The Carina–Sagittarius Arm (also known as Sagittarius Arm) is generally thought to be a minor spiral arm. The Carina–Sagittarius Arm is one of the most pronounced arms in our galaxy as a large number of young stars and giant molecular clouds are concentrated in it. The Carina–Sagittarius Arm lies between two major spiral arms—Scutum–Centaurus Arm inside and the Perseus Arm outside. It is named for its proximity to the Sagittarius and Carina constellations as seen in the night sky from Earth, in the direction of the galactic center. The Sagittarius Arm is divided into two parts. Curving outward from the galaxy’s central bar is the Sagittarius Arm (Sagittarius bar), which further outward becomes the Carina Arm.
The Orion Arm is a minor spiral arm of the Milky Way some 3,500 light-years across and approximately 10,000 light-years in length. Earth lies within the Orion Arm. It is also referred to by its full name, the Orion–Cygnus Arm, as well as Local Arm, Orion Bridge, Local Spur and Orion Spur. The Orion Arm is named for the Orion constellation, which is one of the most prominent constellations of Northern Hemisphere winter (Southern Hemisphere summer). Some of the brightest stars and most famous celestial objects of this constellation (Betelgeuse, Rigel, the stars of Orion’s Belt, the Orion Nebula) are located within the Orion Arm, as shown on the interactive map below. The Orion Arm is located between the Carina–Sagittarius Arm (toward the Galactic Center) and the Perseus Arm (toward the outside Universe), the latter one of the two major arms of the Milky Way. Long thought to be a minor structure, a “spur” between the two longer adjacent arms Perseus and Carina-Sagittarius, earth scientists believe it might be a branch of the Perseus Arm.
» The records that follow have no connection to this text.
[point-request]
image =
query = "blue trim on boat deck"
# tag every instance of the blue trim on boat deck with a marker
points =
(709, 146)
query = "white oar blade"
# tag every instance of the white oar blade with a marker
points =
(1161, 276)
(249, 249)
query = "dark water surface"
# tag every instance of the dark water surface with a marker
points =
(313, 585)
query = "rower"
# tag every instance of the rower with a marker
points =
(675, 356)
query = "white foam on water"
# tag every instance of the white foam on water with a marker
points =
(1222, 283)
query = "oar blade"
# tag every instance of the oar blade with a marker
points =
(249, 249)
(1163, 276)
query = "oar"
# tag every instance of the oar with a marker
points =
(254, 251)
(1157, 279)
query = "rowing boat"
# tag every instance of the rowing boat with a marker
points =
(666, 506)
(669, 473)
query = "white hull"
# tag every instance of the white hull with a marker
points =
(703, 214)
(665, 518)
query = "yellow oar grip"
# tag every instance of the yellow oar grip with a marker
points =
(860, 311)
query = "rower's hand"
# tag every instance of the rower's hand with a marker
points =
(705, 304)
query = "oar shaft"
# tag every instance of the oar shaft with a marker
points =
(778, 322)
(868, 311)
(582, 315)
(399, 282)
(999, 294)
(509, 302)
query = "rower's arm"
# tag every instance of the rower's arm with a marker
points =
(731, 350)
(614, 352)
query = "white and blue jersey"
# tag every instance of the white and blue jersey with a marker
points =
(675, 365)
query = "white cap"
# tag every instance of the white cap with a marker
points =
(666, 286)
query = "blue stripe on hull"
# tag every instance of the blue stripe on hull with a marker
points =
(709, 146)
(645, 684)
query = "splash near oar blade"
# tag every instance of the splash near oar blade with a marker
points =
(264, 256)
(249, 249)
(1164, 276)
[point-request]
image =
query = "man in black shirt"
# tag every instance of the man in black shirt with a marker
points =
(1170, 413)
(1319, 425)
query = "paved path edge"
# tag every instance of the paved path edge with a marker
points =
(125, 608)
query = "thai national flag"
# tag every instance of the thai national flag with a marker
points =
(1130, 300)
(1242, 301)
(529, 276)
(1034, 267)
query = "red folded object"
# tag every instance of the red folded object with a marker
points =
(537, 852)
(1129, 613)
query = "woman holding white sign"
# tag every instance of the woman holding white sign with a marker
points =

Within the Orion Arm, the Solar System, including Earth, is located close to the inner rim in the Local Bubble, about halfway along the Orion Arm’s length, approximately 26,000 light-years from the Galactic Center.
The Perseus Arm is one of two major spiral arms of the Milky Way galaxy. Perseus Arm begins from the distal end of the long Milky Way. It is 6,400 light years from Earth. The Perseus Spiral Arm, with a radius of approximately 35,000 light-years, is located between the minor Cygnus and Carina–Sagittarius Arms. It is named after the Perseus constellation in the direction of which it is seen from Earth. The local spur known as the Orion–Cygnus Arm, which includes the Solar System and Earth and is located inside of Perseus Arm, and is a branch of it
The Scutum–Centaurus Arm, also known as Scutum-Crux arm, and lies between the minor Carina–Sagittarius Arm and the major Perseus Arm. The Scutum–Centaurus Arm arm starts near the core as the Scutum Arm, then gradually turns into the Centaurus Arm.
The Near 3KPC Arm is located in the fourth galactic quadrant at a distance of about 17,000 light-years from the Sun and 11,000 light-years from the galactic center. Along with the Far 3KPC Arm these inner arms establish the Milky Way Galaxy’s simple symmetry. The Far 3KPC arm is located in the first galactic quadrant at a distance of about 10,000 light-years from the galactic center.